10 fevereiro 2017

URBELÂNDIA



Texto publicado no jornal Nova Tribuna, em 08/02/2017.

Havia sim uma região que antes as pessoas que moravam em outros bairros diziam “vou ao centro”, “vou descer para a cidade”, “vou até a cidade”. Hoje poucos se interessam pela área, pois ficou tomada pela prostituição ou pela “cracolândia”. Esa parte original está cheia de casas e prédios velhos e muitos desses abandonados. Sabe-se que já foi movimentada, animada e atraente. As praças eram bonitas e locais de muitos encontros.  Houve, sem sucesso, algumas tentativas de revitalização. Nas noites e nos finais de semana, não era recomendado estar nesta área suja e perigosa.

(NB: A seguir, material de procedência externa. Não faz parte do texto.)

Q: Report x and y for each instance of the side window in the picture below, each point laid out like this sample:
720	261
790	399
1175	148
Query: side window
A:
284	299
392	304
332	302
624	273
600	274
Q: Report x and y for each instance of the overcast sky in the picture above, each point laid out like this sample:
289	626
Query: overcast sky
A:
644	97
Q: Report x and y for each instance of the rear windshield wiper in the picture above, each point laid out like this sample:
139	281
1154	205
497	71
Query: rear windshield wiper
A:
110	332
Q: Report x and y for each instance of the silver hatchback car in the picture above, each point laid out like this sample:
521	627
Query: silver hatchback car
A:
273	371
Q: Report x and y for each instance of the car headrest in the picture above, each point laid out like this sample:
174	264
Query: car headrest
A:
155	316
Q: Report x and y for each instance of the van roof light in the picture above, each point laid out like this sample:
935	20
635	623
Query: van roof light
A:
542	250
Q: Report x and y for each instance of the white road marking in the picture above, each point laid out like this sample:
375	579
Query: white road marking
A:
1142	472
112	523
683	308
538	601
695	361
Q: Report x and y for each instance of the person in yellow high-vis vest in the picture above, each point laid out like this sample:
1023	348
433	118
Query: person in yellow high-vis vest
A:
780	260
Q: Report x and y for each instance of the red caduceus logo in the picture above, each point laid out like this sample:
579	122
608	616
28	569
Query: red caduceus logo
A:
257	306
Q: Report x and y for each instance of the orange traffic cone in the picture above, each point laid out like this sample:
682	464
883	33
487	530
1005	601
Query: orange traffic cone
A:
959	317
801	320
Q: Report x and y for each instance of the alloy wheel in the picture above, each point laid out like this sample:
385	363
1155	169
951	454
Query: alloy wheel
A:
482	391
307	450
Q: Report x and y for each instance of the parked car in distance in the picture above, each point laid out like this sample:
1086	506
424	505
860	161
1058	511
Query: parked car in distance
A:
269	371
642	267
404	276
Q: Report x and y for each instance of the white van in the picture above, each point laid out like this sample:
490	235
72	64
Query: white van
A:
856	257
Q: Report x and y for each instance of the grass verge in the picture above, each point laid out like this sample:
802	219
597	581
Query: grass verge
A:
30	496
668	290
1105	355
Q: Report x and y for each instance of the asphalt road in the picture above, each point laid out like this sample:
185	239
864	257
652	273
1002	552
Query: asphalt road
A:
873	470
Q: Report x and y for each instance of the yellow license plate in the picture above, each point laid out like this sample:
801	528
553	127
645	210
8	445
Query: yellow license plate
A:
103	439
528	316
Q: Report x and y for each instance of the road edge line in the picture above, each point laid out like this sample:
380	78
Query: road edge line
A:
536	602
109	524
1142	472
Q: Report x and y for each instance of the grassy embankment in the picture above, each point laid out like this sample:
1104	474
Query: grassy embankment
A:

Depois que as lojas e restaurantes chiques, as agência bancárias se mudaram para a zona sul, as pessoas tinham como meta de sucesso morar nela, ou bem perto, num daqueles apartamentos com varandas, salas gourmets, spas e piscinas. Os nome dos novos edifícios eram muito bacanas, como “Millenium Double Suits”, “Quintessenza”, “Quartier Renoir” ou “Parc  du Conde”. Mesmo quem não tinha dinheiro considerava essencial morar perto dos empregos, mesmo que não fossem grandes empregos, mesmo que vivesse em condições precárias.

A cidade atraiu muita gente que não cabia só no antigo centro, nas favelas e na Zona Sul. A Zona Norte passou a abrigar muitos moradores; assim se sucedeu com a Cidade Alta (Zona Oeste) e logo depois a Cidade Baixa (Zona Sul). Os moradores dessas regiões tinham a felicidade de ter uma casa como sua, mas as casas eram distantes do Centro, e morar longe significava ter de usar o transporte coletivo, ou correr risco de andar de bicicleta no meio dos automóveis. Outra solução seria, com muita luta, comprar um automóvel.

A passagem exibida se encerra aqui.